На лице Вуди появилось выражение боли:
— Какой же ты старомодный!
— Мама уже пришла? — спросил Том, стоя в дверях. — Это нечестно, Вуди пьет коку.
— Возьми и ты, — ответил ему Палмер и налил стакан младшему сыну.
— А ты, Джерри?
— Нет, спасибо. Я стараюсь обходиться без сахара.
— Почему? — наивно спросил Том. — Ты и так тощая.
Он — дипломат в нашей семье. Можно сказать, мастер воплощения тактичности. Он научился этому у своего братца!
— Решительность, — процитировал ее Палмер, — всегда лучше говорить правду!
— Добрый вечер, — сказала Эдис, стоя в дверях.
Трое детей и Палмер повернулись и молча уставились на нее.
Глава пятьдесят четвертая
Кимберли дошел до Виллидж-сквер, когда уже было без пятнадцати шесть. Женщины и мужчины с плакатами должны были выстроиться по периметру маленького островка среди уличного движения. Этот островок образовывали Шестая авеню и Гринвич-авеню, а также Кристофер, Восьмая и Девятая улицы, которые огибали красно-коричневое здание женской тюрьмы.

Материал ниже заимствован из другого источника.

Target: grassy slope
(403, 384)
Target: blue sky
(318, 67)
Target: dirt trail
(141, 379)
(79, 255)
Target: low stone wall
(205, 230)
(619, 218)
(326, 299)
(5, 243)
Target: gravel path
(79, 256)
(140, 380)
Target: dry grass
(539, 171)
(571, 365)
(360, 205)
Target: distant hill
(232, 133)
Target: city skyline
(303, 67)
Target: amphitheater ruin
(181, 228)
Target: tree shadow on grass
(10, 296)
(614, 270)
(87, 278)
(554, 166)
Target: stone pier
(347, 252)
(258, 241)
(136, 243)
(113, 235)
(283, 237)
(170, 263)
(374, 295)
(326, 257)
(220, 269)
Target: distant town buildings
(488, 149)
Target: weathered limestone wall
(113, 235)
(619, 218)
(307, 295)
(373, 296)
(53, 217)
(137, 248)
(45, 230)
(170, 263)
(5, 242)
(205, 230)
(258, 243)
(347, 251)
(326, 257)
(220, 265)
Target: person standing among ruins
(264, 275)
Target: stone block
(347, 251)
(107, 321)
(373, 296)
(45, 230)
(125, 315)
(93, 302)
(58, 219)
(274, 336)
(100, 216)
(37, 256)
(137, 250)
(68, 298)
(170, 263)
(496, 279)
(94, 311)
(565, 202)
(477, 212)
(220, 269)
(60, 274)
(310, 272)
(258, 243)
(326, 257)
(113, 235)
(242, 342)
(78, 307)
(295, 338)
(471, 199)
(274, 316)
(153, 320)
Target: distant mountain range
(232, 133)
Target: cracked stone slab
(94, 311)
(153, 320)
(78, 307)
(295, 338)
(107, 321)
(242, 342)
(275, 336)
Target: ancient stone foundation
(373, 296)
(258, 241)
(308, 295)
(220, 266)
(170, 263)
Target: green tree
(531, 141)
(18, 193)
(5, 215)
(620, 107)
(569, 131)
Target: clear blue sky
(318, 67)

Они назначили демонстрацию на пять тридцать. Тогда люди начнут возвращаться с работы, и первые пассажиры хлынут из огромного комплекса подземки. Кимберли, как правило, прибывал на место собрания ровно в назначенное время или чуточку раньше. Но он хотел посадить Эдис в такси и увезти подальше от того места, где намечалась сегодняшняя демонстрация. Не то чтобы ей вообще не следовало сталкиваться с подобными явлениями, размышлял он, стоя у тротуара с плакатом в руках, а просто ей было еще рано видеть все это. Она еще не стала ему настолько близким человеком.

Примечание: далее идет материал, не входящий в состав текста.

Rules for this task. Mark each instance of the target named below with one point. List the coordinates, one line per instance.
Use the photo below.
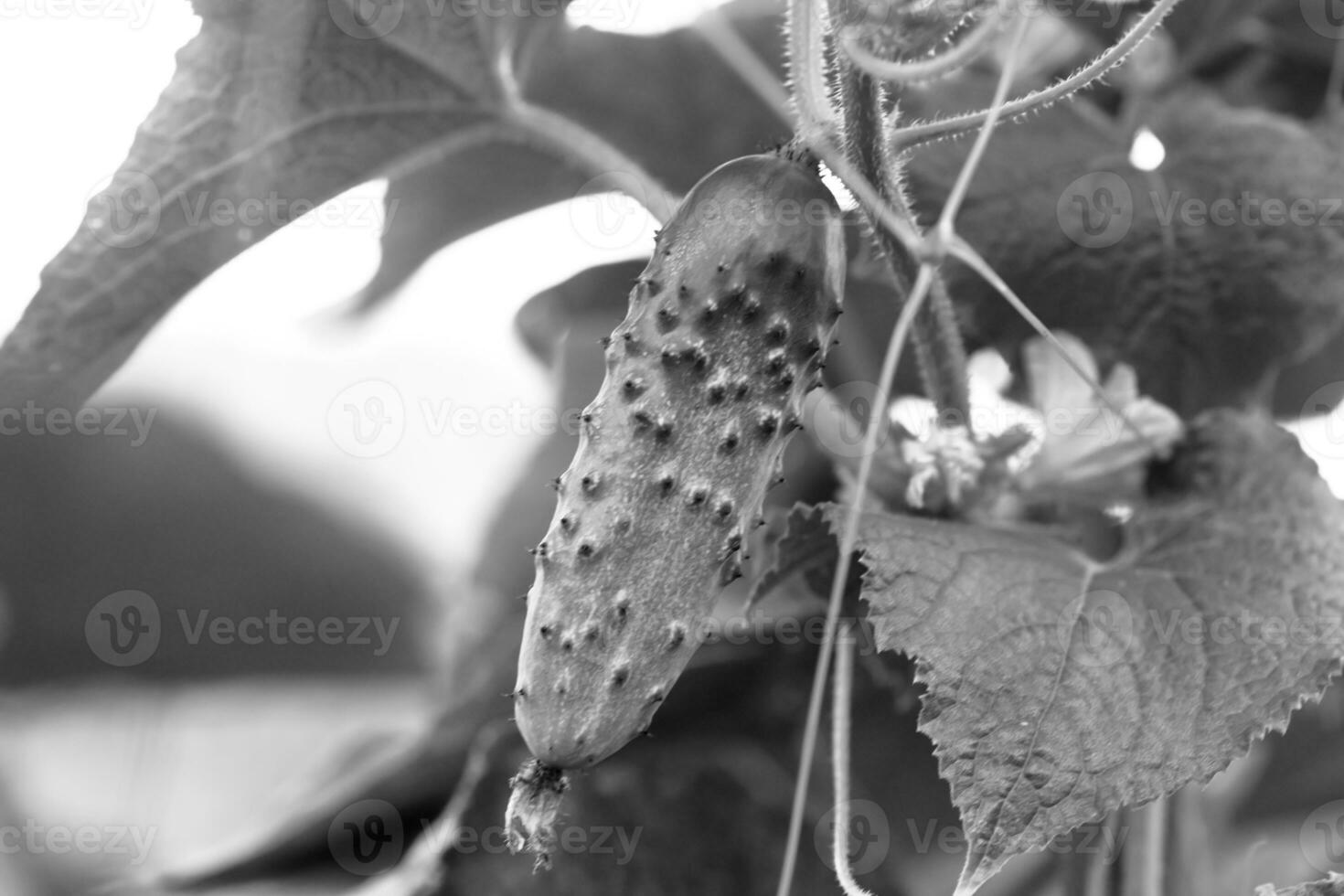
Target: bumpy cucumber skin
(726, 334)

Он сам поразился своей легкомысленности. Вот он стоит здесь с плакатом, который даже еще не прочитал, и волнуется по поводу женщины, с которой у него была всего лишь интрижка.
Он посмотрел на плакат и прочитал: «Свободу Эллен Гордон!» Он был настолько занят своими мыслями, что сразу не вспомнил, кто такая Эдит Гордон. Черт, Эллен Гордон, Потом он вспомнил, что она училась на последнем курсе Нью-Йоркского университета.
Она приковала себя и своего друга к двери призывного пункта на улице Уайтхолл вчера утром, пока пункт был еще закрыт. Полицейские пилили наручники целых три часа, прежде чем смогли схватить ребят. К тому же студенты так сопротивлялись, что полицейским пришлось отпилить ручку у одной из дверей. Это было легче сделать, чем пилить наручники.
Парень, Кимберли забыл, как его зовут, был отпущен под залог, после того как в участок приехал адвокат его отца. Но Эллен Гордон отправили в тюрьму. Здесь, на площади, она сидела в камере со старыми ведьмами — алкоголичками, проститутками-сифилитичками и похожими на громил страшными бабами-лесбиянками. Ей не предъявляли никакого обвинения. Адвокаты ничего не могли сделать, во всяком случае ни вчера, ни сегодня.